I think I can prove that $ab = ba$ by other axioms. Am I wrong? Why?
Edit: proof updated with notes showing where I actually used the commutative property without noticing.
Proof. For any numbers $a$ and $b$, we know this is true: $$ ab + ab = ab + ab $$
By using the distribution axiom: $$\begin{split} a(b + b) &= \underbrace{b(a + a)}_{\text{mistake: implies commutivity}}\\ a(2b) &= b(2a)\\ a2b &= b2a\\ \end{split}$$
By multiplying both sides by $2^{-1}$: $$\begin{split} a2b2^{-1} &= b2a2^{-1}\\ \end{split}$$
By the multiplication associative axiom: $$\begin{split} ab(22^{-1}) &= ba(22^{-1}) \qquad\text{(mistake: requires commutivity)}\\ \end{split}$$
By the multiplication inverse axiom: $$\begin{split} ab(1) &= ba(1)\\ \end{split}$$
By the multiplication identity axiom: $$ab = ba$$
$\blacksquare$
Two things. If you don't have commutativity we can't claim $b(a+a) = (a+a)b,$ and so distribution would allow only $ab +ab = (a+a)b= 2ab$ and you can't get $ab+ab =b(a+a)= b2a$.
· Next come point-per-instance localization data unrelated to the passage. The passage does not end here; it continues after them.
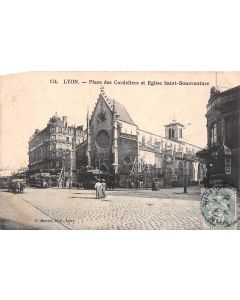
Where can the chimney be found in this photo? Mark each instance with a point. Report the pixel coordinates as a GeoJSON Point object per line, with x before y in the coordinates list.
{"type": "Point", "coordinates": [64, 121]}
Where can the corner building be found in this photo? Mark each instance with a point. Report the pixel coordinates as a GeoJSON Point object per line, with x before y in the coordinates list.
{"type": "Point", "coordinates": [53, 148]}
{"type": "Point", "coordinates": [117, 149]}
{"type": "Point", "coordinates": [223, 128]}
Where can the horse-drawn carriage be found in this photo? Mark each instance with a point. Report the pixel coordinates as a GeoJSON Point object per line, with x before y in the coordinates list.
{"type": "Point", "coordinates": [16, 186]}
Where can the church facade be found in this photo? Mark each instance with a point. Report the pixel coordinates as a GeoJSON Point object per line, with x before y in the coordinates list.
{"type": "Point", "coordinates": [120, 151]}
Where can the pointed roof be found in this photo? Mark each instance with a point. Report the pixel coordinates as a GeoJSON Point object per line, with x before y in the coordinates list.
{"type": "Point", "coordinates": [119, 108]}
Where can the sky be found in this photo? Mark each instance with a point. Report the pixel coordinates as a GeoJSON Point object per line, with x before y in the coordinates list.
{"type": "Point", "coordinates": [28, 100]}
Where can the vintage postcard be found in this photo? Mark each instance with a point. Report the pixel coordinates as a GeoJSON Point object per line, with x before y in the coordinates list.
{"type": "Point", "coordinates": [120, 150]}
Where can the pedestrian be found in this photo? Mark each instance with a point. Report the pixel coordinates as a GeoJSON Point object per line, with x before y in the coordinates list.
{"type": "Point", "coordinates": [154, 186]}
{"type": "Point", "coordinates": [98, 187]}
{"type": "Point", "coordinates": [104, 194]}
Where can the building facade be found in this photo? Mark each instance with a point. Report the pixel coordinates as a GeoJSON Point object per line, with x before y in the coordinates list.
{"type": "Point", "coordinates": [115, 147]}
{"type": "Point", "coordinates": [223, 129]}
{"type": "Point", "coordinates": [52, 150]}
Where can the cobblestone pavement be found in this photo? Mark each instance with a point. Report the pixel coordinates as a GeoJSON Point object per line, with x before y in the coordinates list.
{"type": "Point", "coordinates": [122, 209]}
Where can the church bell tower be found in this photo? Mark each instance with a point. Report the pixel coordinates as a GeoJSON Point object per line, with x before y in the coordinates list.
{"type": "Point", "coordinates": [174, 131]}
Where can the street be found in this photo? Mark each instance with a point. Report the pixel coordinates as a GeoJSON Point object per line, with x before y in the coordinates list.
{"type": "Point", "coordinates": [54, 208]}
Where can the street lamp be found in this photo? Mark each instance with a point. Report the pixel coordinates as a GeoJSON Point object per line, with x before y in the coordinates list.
{"type": "Point", "coordinates": [185, 178]}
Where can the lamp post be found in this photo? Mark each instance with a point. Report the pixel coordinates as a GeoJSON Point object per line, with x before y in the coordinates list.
{"type": "Point", "coordinates": [185, 178]}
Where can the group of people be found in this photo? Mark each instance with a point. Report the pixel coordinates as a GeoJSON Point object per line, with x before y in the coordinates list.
{"type": "Point", "coordinates": [100, 188]}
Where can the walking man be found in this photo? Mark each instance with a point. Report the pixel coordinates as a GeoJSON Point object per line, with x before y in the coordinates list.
{"type": "Point", "coordinates": [103, 189]}
{"type": "Point", "coordinates": [98, 187]}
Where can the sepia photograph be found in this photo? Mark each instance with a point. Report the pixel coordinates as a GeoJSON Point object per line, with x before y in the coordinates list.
{"type": "Point", "coordinates": [120, 150]}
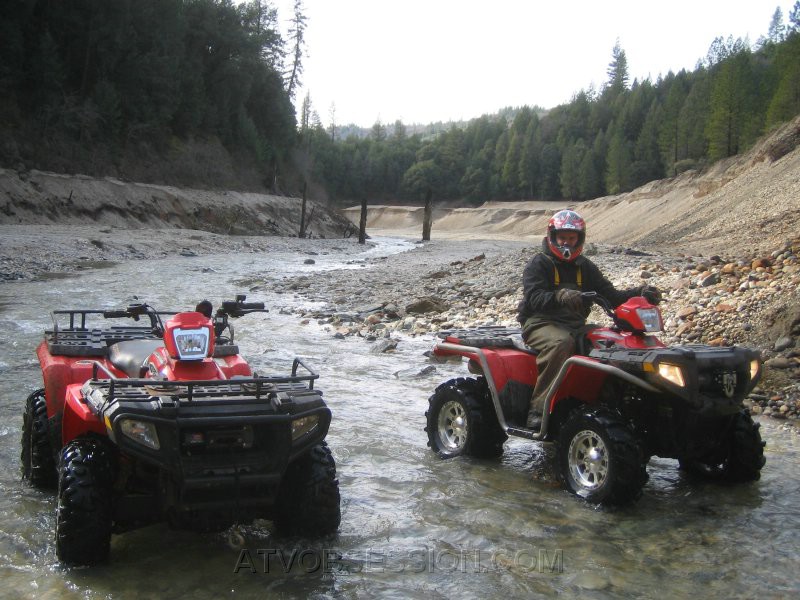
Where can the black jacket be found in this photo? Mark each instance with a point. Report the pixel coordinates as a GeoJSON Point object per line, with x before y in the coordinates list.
{"type": "Point", "coordinates": [539, 288]}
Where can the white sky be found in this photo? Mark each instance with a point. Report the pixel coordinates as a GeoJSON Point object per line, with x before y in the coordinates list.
{"type": "Point", "coordinates": [437, 60]}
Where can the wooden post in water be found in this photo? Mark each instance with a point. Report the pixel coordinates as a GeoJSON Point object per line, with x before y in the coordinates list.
{"type": "Point", "coordinates": [303, 212]}
{"type": "Point", "coordinates": [427, 217]}
{"type": "Point", "coordinates": [362, 222]}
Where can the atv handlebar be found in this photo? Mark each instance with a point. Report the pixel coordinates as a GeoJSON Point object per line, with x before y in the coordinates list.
{"type": "Point", "coordinates": [134, 311]}
{"type": "Point", "coordinates": [238, 307]}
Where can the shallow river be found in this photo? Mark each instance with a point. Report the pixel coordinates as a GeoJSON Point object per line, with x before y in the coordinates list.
{"type": "Point", "coordinates": [413, 526]}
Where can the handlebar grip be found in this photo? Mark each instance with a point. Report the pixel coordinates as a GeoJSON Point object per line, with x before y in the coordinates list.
{"type": "Point", "coordinates": [252, 306]}
{"type": "Point", "coordinates": [115, 314]}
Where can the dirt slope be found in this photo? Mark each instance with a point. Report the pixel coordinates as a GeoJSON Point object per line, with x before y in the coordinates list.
{"type": "Point", "coordinates": [744, 205]}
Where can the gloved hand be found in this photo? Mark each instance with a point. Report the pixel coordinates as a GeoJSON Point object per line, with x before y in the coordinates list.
{"type": "Point", "coordinates": [570, 299]}
{"type": "Point", "coordinates": [651, 293]}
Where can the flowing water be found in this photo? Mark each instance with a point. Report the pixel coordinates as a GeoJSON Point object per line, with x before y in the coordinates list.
{"type": "Point", "coordinates": [413, 526]}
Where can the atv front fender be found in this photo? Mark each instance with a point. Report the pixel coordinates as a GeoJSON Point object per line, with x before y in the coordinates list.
{"type": "Point", "coordinates": [78, 417]}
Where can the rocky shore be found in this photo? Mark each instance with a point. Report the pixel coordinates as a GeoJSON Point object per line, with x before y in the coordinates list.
{"type": "Point", "coordinates": [719, 300]}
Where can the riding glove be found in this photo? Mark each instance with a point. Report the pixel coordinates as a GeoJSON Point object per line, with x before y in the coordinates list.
{"type": "Point", "coordinates": [570, 299]}
{"type": "Point", "coordinates": [651, 293]}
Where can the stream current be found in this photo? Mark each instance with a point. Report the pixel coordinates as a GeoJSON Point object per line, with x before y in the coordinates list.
{"type": "Point", "coordinates": [413, 526]}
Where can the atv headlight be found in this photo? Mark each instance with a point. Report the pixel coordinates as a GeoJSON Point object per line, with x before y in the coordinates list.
{"type": "Point", "coordinates": [672, 373]}
{"type": "Point", "coordinates": [142, 432]}
{"type": "Point", "coordinates": [755, 365]}
{"type": "Point", "coordinates": [651, 319]}
{"type": "Point", "coordinates": [304, 425]}
{"type": "Point", "coordinates": [192, 344]}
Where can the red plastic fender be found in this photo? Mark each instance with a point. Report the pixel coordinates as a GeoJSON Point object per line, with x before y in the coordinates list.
{"type": "Point", "coordinates": [78, 418]}
{"type": "Point", "coordinates": [507, 365]}
{"type": "Point", "coordinates": [581, 382]}
{"type": "Point", "coordinates": [60, 371]}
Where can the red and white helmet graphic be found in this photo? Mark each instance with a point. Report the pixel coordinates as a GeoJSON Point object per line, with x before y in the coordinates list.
{"type": "Point", "coordinates": [566, 220]}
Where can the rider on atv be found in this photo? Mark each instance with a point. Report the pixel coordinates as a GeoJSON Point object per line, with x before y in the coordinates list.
{"type": "Point", "coordinates": [553, 311]}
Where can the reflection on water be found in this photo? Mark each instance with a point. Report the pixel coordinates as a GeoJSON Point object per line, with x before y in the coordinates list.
{"type": "Point", "coordinates": [413, 526]}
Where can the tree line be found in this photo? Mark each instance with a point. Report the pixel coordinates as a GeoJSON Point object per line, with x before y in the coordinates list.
{"type": "Point", "coordinates": [132, 73]}
{"type": "Point", "coordinates": [127, 75]}
{"type": "Point", "coordinates": [602, 142]}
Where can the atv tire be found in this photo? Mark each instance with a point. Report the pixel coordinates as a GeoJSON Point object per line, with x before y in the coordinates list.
{"type": "Point", "coordinates": [84, 513]}
{"type": "Point", "coordinates": [308, 502]}
{"type": "Point", "coordinates": [461, 420]}
{"type": "Point", "coordinates": [599, 459]}
{"type": "Point", "coordinates": [37, 457]}
{"type": "Point", "coordinates": [741, 459]}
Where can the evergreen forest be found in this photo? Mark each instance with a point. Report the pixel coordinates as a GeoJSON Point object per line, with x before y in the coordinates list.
{"type": "Point", "coordinates": [149, 78]}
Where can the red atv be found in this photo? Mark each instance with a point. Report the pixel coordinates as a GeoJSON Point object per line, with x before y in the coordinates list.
{"type": "Point", "coordinates": [624, 398]}
{"type": "Point", "coordinates": [166, 422]}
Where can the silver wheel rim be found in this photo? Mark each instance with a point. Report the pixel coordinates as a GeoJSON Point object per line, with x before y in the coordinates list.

Second you claim you can get $a2b2^{-1}= ab(22^{-1})$ from associativity. I... just can't see any justification as to how associativity implies that, as the $b$ and the $2$ have "switched places"... I can't see any reason that could be without commutivity.
....
Interestingly though for all the "integers" -- terms that arise as $1+1 = 2$ and $2+1 = 3$, etc. -- you can claim limited commutativity as
$2b = (1+1)b = b+b = b(1+1) = b2$.
But I don't think you can extend that to elements that are not "rational". (i.e., not a sum of $1$s or a sum of $1$ multiplied by an inverse of another sum of squares). But I think you can prove by induction all "rationals" in a "non-commutative field" commute.
But I don't think a non-commutative field, in and of itself, is internally inconsistent. (I could be wrong.)